A new year can quite literally feel like a new school year after returning from a long winter break. Your break may have offered more snacks, bending the rules, later nights, sleeping in, and more–the opposite of our established school habits. When the break is over and it’s time to get back into the swing of school, resetting school habits can prove beneficial.
Here are some tips to reset those habits:
1. Revisit already-established habits. Get back into “school mode” during the final days of the holiday break. Pretend it’s a school day and practice your daily routine. During what would be the school hours, do fun activities together as a family.

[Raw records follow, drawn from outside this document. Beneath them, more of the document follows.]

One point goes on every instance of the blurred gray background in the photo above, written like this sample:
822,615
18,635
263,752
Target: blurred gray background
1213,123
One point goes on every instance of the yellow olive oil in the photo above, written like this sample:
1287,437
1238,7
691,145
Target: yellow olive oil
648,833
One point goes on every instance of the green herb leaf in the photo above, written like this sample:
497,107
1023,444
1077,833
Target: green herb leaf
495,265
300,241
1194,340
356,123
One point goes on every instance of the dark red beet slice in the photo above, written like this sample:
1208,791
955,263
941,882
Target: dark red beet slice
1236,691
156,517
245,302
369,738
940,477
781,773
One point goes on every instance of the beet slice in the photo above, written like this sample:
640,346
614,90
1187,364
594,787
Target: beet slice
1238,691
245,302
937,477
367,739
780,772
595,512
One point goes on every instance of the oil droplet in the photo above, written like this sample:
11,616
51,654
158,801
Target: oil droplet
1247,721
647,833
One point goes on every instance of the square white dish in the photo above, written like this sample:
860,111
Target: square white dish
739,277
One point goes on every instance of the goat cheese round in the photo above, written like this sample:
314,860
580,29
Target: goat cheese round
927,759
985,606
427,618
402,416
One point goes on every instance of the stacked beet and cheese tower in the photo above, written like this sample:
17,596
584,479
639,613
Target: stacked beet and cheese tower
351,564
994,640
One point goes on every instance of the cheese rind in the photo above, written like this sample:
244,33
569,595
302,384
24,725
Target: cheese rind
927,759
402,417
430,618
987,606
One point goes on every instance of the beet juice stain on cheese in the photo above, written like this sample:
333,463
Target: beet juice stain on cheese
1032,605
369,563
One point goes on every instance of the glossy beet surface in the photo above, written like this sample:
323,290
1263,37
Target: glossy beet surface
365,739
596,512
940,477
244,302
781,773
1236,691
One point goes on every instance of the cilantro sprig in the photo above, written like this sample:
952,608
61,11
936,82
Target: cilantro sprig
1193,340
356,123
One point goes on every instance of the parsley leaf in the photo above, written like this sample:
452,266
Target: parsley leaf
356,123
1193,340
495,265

2. Revise those habits. After remembering and revisiting your old school day habits, remove what didn’t work, highlight what did, and talk about what may work better. Revise them as a team, allowing your child(ren) to participate in the process.

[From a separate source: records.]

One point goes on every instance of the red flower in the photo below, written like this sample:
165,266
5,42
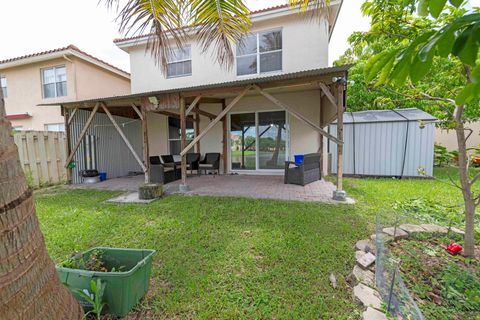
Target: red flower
454,248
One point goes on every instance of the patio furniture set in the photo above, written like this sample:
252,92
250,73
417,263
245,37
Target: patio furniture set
164,169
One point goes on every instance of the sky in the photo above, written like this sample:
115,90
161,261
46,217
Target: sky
31,26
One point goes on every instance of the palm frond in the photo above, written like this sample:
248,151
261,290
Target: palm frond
160,19
219,24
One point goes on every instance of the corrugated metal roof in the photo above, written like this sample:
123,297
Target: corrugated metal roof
395,115
245,82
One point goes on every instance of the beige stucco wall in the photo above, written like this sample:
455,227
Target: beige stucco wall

3. Reward those habits. Habits form in varying timeframes, but incentives and rewards can help them form faster. Tokens to be collected for a larger reward, such as choosing from a prize bin, staying up a few minutes later, extra screen time, etc., are just a few of the many incentives you can offer. You can even ask your child(ren) what rewards they would like to make it even more enticing.
4. Remind your children they are responsible for the habit. Letting your child feel responsible and accountable helps a habit to stick, just like rewards. For example, create a chart of their nighttime routine and allow them to check it off every evening. You could also create cards of their nightly tasks and let them choose the order they’d like to complete them by placing the cards in that order.
5. Let your child(ren) choose a new habit. A new year can’t be without a resolution! Discuss New Year’s resolutions with your child(ren), and ask them what they want to do in the new year. Let them decide their resolution, and help them make a plan to achieve it.